By Ahmad Hathout
Carriers will have to come to an agreement over the wholesale rate charged for domestic roaming, with the CRTC only acting as the decider of last resort, the regulator announced Monday.
The announcement means the CRTC is moving away from what is called “Phase II” costing methodology, which involves the national carriers submitting cost studies, typically for a five-year forward-looking period, so all regional competitors are paying the same rate.
This time, the commission is choosing to go the commercial negotiation route guided by rate benchmarks it will publish on an annual basis, which it said will include weighted average retail revenue per gigabyte of data in the country. The guide exists to ensure there is no information asymmetry the commission said may exist with a large versus smaller carrier.
As such, the CRTC has currently set the benchmark at $7.21 per gigabyte, which it said is the weighted average retail revenue from mobile data usage for the national wireless carriers in 2022. While the commission said this is not a rate cap, it said it expects wholesale rates to be lower than the retail rate – and that’s what it will factor in the final offer arbitration (FOA) process.

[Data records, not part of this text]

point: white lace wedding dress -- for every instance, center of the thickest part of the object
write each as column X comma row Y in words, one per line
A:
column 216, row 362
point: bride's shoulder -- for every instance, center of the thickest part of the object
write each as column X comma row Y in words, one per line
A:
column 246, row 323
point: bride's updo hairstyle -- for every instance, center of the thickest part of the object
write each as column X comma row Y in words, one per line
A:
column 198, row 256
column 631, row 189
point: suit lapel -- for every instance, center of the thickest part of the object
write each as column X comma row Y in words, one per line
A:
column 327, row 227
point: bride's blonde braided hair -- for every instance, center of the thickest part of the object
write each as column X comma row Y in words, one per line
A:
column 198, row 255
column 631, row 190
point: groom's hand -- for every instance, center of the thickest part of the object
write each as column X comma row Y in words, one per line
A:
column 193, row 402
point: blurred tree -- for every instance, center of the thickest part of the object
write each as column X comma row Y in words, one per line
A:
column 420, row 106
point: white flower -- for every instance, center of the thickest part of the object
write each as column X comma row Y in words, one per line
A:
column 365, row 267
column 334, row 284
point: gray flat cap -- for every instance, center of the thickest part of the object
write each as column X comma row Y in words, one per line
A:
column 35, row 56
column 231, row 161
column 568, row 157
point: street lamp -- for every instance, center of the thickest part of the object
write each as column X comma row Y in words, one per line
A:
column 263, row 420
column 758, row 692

The CRTC found that between 2017 and 2020, the average retail revenue per gigabyte of wireless data in Canada declined from $17.33 to $8.73; more recent data, the CRTC continued, shows rates between $1.60 and $5 per gigabyte of data.
If the parties fail to come to an agreement, they can request either FOA where the CRTC will pick one of two proposed rates from the parties or the less formal staff-assisted mediation. The commission is also encouraging regional carriers to negotiate rates as a group for efficiency and improved bargaining power.

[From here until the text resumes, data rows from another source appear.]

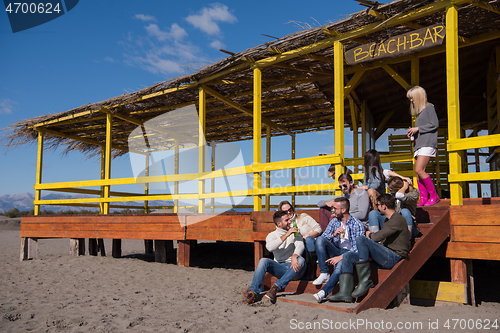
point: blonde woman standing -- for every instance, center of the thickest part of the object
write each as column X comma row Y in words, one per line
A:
column 425, row 134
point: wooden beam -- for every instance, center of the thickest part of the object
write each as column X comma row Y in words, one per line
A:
column 399, row 79
column 381, row 127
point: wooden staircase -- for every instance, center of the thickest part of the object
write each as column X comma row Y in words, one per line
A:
column 434, row 224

In the meantime, the existing tariffed rates will remain on an interim basis, it said.
The CRTC said, unlike in a FOA backstop process, having to go through a costing proceeding would require significant resources that will contribute to a “delay” in the benefits of wholesale roaming rates to the detriment of competition.
“By adopting commercial negotiation with FOA as its rate-setting approach for wholesale roaming going forward, the Commission aims to help bring lower rates to the market in an efficient and timely manner,” the CRTC said in its decision.

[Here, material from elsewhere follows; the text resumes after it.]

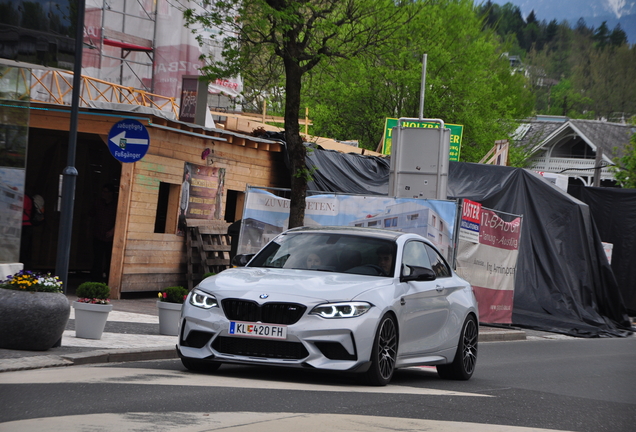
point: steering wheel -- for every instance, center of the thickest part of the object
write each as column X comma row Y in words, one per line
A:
column 376, row 268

“Lower wholesale rates will enable regional carriers to offer more competitive plans and promotions, while continuing to invest in their networks,” it added.
There will be an opportunity to negotiate at regular intervals to keep up with market changes, the CRTC said. If a carrier is going it alone instead of negotiating in a group, the regulator said this renegotiation should be done every three years.
The CRTC also said large carriers can resell to competitors roaming service if they already have roaming agreements with other large players.
The commercial negotiation approach is similar to how rates are determined under the mobile virtual network operator (MVNO) framework, which mandates private negotiations before a FOA request can be granted. The CRTC punctuated the timeliness point by saying that the FOA disputes in the MVNO hearings ran all of just three months – notwithstanding appeals.
The decision comes after the regulator fielded a request in May 2022 from Cogeco, Eastlink, Videotron, and Xplore asking for a review of the current wholesale roaming rates because they perceived them as too high and not reflective of the market.
The existing tariffed rates were based on those forward-looking five-year economic studies filed by the national wireless carriers in November 2015, according to the CRTC. Since then, evolutions in equipment and technology meant a reduction in costs to operate, the commission added.
“The Commission notes that it is not persuaded by the argument from the national wireless carriers that evidence of continued investment and growth by regional carriers proves that they have not been disadvantaged by the current wholesale roaming rates,” the CRTC said.
“Wholesale roaming is one cost component among many for regional carriers and rates that are too high would not prevent investment and growth entirely,” it continued. “The fact that regional carriers are continuing to increase the number of customers that they serve and invest in their networks does not demonstrate that the rates they pay for wholesale roaming are just and reasonable.”
The CRTC also said Monday that it holds the preliminary view that if regional competitors agree to terms with Bell or Telus, they should have access to both telcos’ networks in network-sharing areas – which is also the same under the MVNO framework. Currently, competitors must negotiate with both telcos separately for that access.
The deadline to submit comments on that view is November 6.